Une plaisanterie récurrente voudrait que le clitoris soit difficile à trouver. S’il fallait le positionner sur la carte de Suisse, c’est en tout cas à Genève qu’il se trouverait, où une poignée d’universitaires passionnées lui consacrent leur vie. Mais nous aurons le temps de faire ample connaissance avec la Clitoris Team au fil de l’Exploration. Pour l’instant, rendez-vous en salle froide: c’est l’heure de la dissection.
Pour faire avancer la science, il faut parfois mettre les mains dans le cambouis. Nous entrons dans la salle de dissection en silence. Le corps est recouvert, il est presque entier, elle n’a plus de jambes, nous avait-on prévenues. Céline Brockmann s’approche de la table, où repose le cadavre. Elle abaisse la tête en signe de respect, et souffle: «merci Madame».

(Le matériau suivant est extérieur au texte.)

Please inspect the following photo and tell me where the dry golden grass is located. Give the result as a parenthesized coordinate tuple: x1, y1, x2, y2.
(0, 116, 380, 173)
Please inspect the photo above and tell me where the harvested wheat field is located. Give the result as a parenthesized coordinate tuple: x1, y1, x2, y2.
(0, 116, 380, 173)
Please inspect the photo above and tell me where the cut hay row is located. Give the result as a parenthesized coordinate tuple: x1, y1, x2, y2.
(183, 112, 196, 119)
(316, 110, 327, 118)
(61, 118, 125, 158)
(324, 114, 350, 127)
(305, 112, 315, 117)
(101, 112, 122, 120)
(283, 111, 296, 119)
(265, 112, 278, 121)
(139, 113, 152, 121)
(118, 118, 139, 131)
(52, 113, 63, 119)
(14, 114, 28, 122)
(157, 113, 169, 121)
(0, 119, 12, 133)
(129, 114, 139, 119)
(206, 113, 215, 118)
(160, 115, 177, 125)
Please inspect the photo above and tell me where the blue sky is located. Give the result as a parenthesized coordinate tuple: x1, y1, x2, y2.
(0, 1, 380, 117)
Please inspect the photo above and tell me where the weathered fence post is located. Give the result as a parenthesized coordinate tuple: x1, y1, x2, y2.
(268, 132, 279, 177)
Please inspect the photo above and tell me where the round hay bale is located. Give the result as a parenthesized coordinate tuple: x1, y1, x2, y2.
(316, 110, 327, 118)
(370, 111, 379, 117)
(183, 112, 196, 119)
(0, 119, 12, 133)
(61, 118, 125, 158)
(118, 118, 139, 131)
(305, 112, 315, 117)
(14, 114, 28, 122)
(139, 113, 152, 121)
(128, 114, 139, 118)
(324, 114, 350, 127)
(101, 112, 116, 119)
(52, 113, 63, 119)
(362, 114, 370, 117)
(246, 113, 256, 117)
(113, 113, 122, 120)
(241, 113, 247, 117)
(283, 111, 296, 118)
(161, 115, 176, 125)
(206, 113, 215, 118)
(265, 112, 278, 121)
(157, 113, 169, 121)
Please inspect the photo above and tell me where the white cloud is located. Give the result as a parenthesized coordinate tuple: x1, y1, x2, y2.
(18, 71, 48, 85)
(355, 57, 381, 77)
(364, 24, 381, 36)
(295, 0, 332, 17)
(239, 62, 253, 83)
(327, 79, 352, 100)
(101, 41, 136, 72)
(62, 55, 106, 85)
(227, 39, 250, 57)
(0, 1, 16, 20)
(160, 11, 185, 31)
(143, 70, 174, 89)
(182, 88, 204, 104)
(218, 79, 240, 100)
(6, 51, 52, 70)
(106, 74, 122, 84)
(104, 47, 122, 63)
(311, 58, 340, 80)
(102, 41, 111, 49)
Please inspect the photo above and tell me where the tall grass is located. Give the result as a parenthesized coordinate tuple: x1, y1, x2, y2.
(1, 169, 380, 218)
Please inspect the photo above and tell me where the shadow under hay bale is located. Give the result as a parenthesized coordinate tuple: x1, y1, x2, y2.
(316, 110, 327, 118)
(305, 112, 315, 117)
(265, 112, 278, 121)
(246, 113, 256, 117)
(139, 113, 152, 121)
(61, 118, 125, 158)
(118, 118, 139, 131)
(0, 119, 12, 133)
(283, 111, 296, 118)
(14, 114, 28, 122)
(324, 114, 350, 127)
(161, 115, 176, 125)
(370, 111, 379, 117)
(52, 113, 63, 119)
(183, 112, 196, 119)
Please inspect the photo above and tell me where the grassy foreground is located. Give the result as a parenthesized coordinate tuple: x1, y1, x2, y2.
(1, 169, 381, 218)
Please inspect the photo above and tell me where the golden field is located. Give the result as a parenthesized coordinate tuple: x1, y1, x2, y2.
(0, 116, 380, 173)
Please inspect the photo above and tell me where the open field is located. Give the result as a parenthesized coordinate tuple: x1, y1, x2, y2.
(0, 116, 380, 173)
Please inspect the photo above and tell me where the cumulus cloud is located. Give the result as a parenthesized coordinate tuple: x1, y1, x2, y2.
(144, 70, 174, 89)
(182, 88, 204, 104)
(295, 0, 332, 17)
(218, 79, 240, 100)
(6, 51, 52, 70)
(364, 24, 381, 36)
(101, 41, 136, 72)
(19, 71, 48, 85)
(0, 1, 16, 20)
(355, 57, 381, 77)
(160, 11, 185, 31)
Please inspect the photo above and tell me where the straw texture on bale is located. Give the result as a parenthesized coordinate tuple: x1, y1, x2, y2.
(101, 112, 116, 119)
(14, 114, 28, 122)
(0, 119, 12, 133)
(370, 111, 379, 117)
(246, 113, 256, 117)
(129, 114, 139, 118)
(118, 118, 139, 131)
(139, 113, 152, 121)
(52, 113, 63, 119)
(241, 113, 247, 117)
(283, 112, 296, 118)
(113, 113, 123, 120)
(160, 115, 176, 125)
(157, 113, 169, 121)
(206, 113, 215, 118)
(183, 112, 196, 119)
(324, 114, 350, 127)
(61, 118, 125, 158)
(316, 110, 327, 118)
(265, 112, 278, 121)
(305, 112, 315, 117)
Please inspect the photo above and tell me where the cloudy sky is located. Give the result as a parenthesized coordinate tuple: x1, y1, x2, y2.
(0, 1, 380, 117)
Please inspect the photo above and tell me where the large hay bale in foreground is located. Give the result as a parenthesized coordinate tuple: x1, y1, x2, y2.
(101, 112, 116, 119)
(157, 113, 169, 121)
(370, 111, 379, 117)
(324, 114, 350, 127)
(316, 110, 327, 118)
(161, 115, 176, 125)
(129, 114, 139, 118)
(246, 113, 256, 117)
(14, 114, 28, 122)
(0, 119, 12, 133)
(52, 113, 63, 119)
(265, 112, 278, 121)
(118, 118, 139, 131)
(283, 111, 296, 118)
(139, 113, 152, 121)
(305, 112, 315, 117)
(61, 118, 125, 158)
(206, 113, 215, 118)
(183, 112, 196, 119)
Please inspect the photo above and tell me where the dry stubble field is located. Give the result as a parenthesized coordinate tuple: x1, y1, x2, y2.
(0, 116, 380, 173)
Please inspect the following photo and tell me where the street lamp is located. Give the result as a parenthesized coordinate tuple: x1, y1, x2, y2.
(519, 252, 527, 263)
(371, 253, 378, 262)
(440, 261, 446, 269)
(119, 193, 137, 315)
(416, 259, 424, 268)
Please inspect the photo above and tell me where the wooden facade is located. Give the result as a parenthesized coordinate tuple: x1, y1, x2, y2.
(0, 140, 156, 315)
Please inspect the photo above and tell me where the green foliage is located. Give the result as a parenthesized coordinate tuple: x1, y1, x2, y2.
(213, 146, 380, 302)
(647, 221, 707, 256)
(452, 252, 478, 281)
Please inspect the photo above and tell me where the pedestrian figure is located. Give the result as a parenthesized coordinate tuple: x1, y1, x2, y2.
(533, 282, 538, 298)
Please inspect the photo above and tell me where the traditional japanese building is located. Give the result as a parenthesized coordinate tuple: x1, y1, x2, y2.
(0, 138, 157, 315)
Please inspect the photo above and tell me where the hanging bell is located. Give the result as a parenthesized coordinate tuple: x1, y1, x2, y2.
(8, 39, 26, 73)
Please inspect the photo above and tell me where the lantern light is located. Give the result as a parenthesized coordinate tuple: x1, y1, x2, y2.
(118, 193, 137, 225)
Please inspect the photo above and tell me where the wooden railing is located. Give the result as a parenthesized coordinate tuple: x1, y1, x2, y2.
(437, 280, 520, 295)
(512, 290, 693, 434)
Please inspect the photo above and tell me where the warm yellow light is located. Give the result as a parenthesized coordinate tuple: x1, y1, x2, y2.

Céline est biologiste et spécialiste de la reproduction, directrice du programme «Sciences, Sexes, Identités» à l’Université de Genève. Elle est l’un des piliers de la Clitoris Team de Genève, que je m’applique à suivre depuis l’été 2023 pour Heidi.news, aux côtés d’Andi Galdi Vinko, artiste et photographe. Nous sommes à quelques jours de Noël, et il est temps pour nous deux d’entrer dans le vif du sujet. Littéralement.
Maéva Badré soulève le drap jusqu’au bas-ventre, laissant apparaître deux mains fines, marquées de taches de vieillesse. Doctorante au sein de la Clitoris Team, elle a démarré en 2022 un projet de recherche sur l’architecture fonctionnelle du clitoris. En ce moment, elle essaie tant bien que mal d’écarter ce qu’il reste des jambes du cadavre.
Le cadavre résiste. Il a été fixé au formol et pour des raisons pratiques, il n’est pas en position gynécologique. Impossible de voir la vulve sans forcer. Céline tire vers elle le moignon de gauche, Maéva tient l’autre fermement et se penche au milieu:
Je me demande si c’est le prépuce. (Oui, le clitoris a un prépuce.)
En tout cas, ce sont des structures fascinantes, plein de petites langues! (Non, le clitoris n’a pas de langues, c’est juste une image.)
Andi me jette des regards interrogateurs, pour vérifier que je ne suis pas en train de défaillir. Assise sur un tabouret un peu en retrait, je commence seulement à prendre la mesure du caractère transgressif de l’entreprise qui se déroule au Centre médical universitaire de Genève, derrière le couloir semé de viscères humains du laboratoire d’anatomie. Dire que les médecins de la Renaissance disséquaient déjà des clitoris – de vrais punks avant l’heure.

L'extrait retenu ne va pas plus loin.